Each room can have an object file defined for that room, which lists the objects stored in that room. If the object has any player-modifiable attributes, those attributes are listed in the object file, with their current state, so that players can modify that individual object without modifying either the original object definition or any other objects of the same type that are lying around the world.

So, a room description might look something like this:

On the floor is a chest, a knife, and a small amulet.

But there are some complexities here. For example, what if there are things in the chest? Well, first off, the chest has to be opened, and then the room would have to be described something like this:

On the floor is a chest (which contains a book and a scroll), a knife, and a small amulet.

This also means that, if someone tries to pick up the chest, they’ll have to get the scroll and the book along with it, and they will have to stay inside the chest when they’re moved. That can be tricky.

Moreover, a container can have other containers inside it, which can lead to complex situations like this:

On the floor is a chest (which contains a book and a jar (which contains a sack (which contains a brooch), a scroll, and a torch)), a knife, and a small amulet.

Also, it should be possible to have more than one object of the same type in a room, like so:

On the floor is a chest, a knife, a knife, and a small amulet.

So, what if the player wants to pick up the second knife in the room?
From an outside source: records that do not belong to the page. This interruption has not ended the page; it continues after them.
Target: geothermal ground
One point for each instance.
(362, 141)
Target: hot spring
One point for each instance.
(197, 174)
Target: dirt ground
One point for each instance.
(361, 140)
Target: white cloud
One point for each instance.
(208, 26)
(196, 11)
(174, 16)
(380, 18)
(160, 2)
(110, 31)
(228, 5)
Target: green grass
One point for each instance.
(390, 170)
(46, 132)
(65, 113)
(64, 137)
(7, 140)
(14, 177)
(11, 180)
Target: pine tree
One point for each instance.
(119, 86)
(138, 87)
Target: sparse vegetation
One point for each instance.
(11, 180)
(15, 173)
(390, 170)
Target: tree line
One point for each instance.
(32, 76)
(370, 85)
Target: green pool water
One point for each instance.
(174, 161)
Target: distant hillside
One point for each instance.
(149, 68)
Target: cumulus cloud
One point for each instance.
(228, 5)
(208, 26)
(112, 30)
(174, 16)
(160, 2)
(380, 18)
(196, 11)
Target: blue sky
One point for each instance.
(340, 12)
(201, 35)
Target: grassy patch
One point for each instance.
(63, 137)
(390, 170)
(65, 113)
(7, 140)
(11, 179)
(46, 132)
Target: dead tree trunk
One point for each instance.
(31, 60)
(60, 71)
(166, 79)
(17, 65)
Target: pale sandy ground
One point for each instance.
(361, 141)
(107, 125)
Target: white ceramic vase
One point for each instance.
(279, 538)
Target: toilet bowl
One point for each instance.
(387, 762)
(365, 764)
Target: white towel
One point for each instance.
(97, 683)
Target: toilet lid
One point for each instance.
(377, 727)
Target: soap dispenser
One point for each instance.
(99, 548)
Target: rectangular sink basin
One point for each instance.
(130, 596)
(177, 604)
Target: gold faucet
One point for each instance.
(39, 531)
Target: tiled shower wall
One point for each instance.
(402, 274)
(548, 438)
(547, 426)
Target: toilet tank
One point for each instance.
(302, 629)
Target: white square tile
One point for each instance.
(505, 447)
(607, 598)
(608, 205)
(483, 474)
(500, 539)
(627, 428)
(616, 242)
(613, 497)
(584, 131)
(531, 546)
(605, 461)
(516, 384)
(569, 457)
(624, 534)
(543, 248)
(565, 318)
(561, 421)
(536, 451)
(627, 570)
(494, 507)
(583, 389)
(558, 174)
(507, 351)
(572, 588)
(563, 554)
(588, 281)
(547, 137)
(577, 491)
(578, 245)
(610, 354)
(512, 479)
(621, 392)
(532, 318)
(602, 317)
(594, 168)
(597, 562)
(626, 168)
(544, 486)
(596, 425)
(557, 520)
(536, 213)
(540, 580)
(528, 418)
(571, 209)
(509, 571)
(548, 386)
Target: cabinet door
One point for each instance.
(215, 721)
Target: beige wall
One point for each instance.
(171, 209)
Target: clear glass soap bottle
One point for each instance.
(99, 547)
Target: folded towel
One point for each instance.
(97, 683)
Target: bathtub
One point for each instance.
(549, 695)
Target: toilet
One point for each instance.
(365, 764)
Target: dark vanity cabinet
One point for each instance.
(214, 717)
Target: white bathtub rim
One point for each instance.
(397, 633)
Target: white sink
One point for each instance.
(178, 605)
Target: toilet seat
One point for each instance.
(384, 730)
I’ll have to implement “first,” “second,” “third,” etc. keywords, like so:

! get second knife

This is actually not too difficult, as the system can notice and keep track of each duplicate using numbers for each duplicate (the original is #1, the first duplicate is #2, etc.), then if the player specifies “first,” “second,” “third,” etc., the system will translate that into a number (“first” = 1, “second” = 2, “third” = 3), and go to that object in the list of duplicates.

In other words, just sensibly implementing objects can be an amazingly intricate operation.

I haven’t finished it yet, but I want to mention a really interesting book I started reading this week: Tears of the Giraffe by R. A. McCall Smith. It’s set in modern-day Africa, but it’s not about racism or genocide or starvation. It’s about Africa as a place where people live. They get married, they have children, and they go about their lives. It’s wonderfully refreshing. The book’s written in a style not unlike that of a children’s book — direct and unassuming — but I believe it’s a detective story. Highly recommended.